I’ve been *real* busy the last couple weeks and am finally getting a chance to catch my breath and post a few things to my blog. Since I’m trying to use my blog as a record of my attempts to grow my “Geographic Independent”-qualified income, and I’m still selling covered calls in my quest to learn about options trading, that means I should have written about my recent trades already. Better late than never I guess.

I don't even think Kodak makes this anymore
If you’ve been reading my blog, you’ll know that October expiration left me holding 300 shares of Eastman Kodak (EK) at an unrealized loss. I was trying to decide whether to sell new calls or simply liquidate, taking my losses, and move on to something else. Well, I ended up selling new calls, but that’s primarily because I couldn’t identify any better opportunities. Unfortunately, that’s likely more because I didn’t spend enough time researching than anything else. Which, in itself, should qualify as a lesson learned: don’t put money into things because you’re “settling” due to lack of time to find something better.
So what happened? Well, I actually completed other trades, which I haven’t written about yet, first. So my actions on EK were delayed by about 3 to 4 trading days after October expiration. At that point, EK had already fallen quite a bit and premiums for Nov $5 strikes were rather low. Hoping (hey, there’s my error!) that things would bounce back a bit, I ended up placing a $0.35 limit order to STO three calls (I had 300 shares and one call is 100 shares). Unfortunately, after another 3 to 4 trading days, the bounce had never come and in fact EK had fallen even lower. I tried a $0.25 limit order for another 3 to 4 days with the same result – no takers.

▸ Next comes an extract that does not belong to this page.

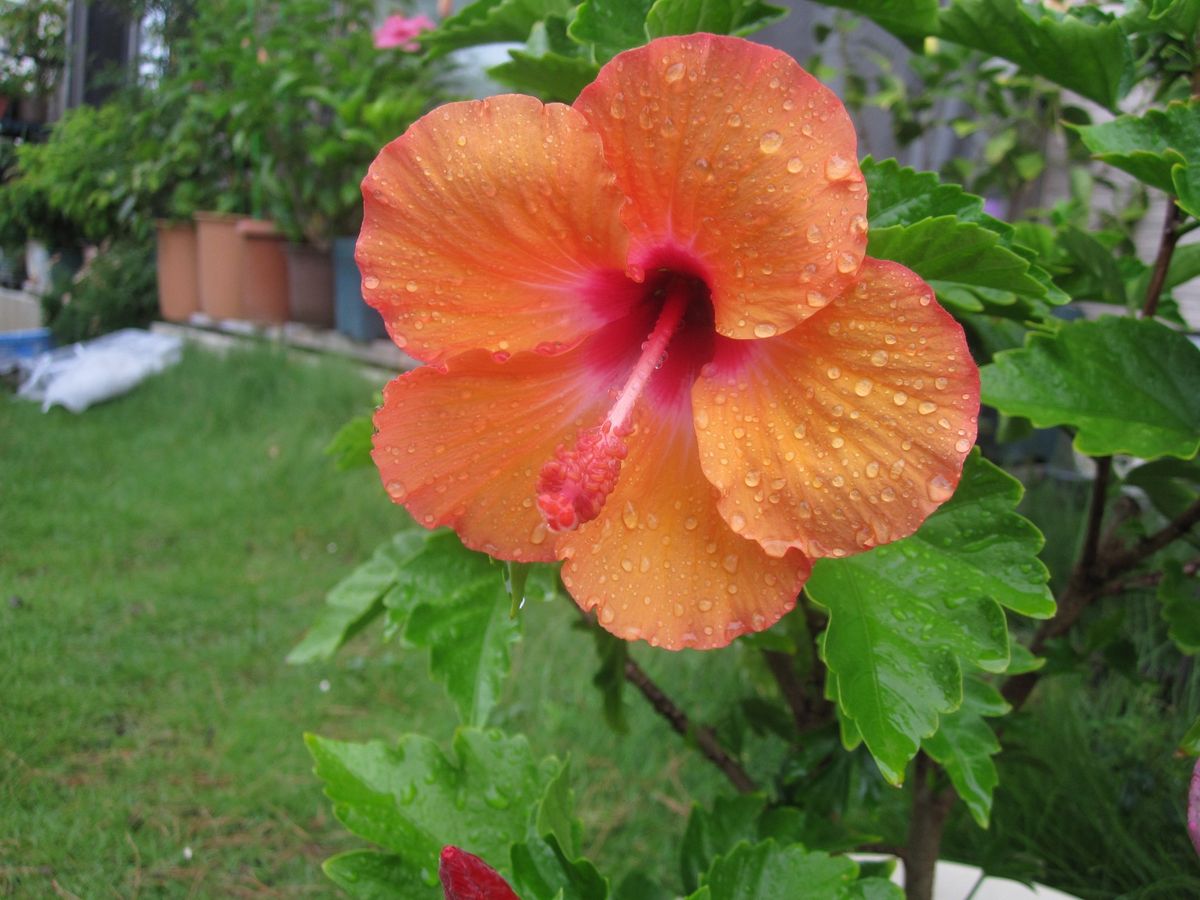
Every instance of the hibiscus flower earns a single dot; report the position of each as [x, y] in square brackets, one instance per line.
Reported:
[654, 347]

At this point, EK was trading for well under $4.00 and the last trades on the $5 strikes were $0.05. So I ended up trying to decide on selling either Dec $5 strikes, or Nov $4 strikes. If I did the latter, and EK was over $4 at Nov expiration, I’d actually take a realized loss on the whole EK two-month position, but at least I’d be out of my position and have hopefully learned something along the way. If I did the former, I’d be locked into EK for a total of two months while having only collected around $100 for the new calls. And worse IMO, only if EK rose to $5 would I be forced to exit. And I’d still have an overall (but unrealized) loss if EK was trading below about $4.30 at Dec expiration.
After spending a bit of time researching EK itself, and not finding anything in particular that gave me great hope of a $5 trading price by December, and also considering how earnings season was shaping up, I decided to go with the Nov $4 strikes with a $0.25 limit order. Here’s the summary of the actual trade done. Like usual, I’m including my actual commissions which explains why some numbers go out to fractions of a cent.
EK & EK JA: Critical dates
2009.10.17: Initial position: Holding 300 EK @ $4.62
2009.10.28: Sold call option: STO 3 EK KQ (Nov09 $4.00) @ $0.22697
Summary, if NOT called (static return):
Days position held: 24
Capital investment: $1386.00
Income received: $68.09
Percent return: 4.91%
Annualized yield: 107.38%
Summary, if CALLED at expiration:
Days position held: 24
Capital investment: $1386.00
Net profit if called: -$122.86
Percent return if called: -8.86%
Annualized yield if called: -75.63%
As I write this, EK has jumped up over the last couple days and closed on Friday at $4.23. I’m not planning on taking any action on this position between now and expiration, unless EK drops and I can buy my calls back at $0.05. I expect EK to range between the low $4’s and mid $3’s during that time.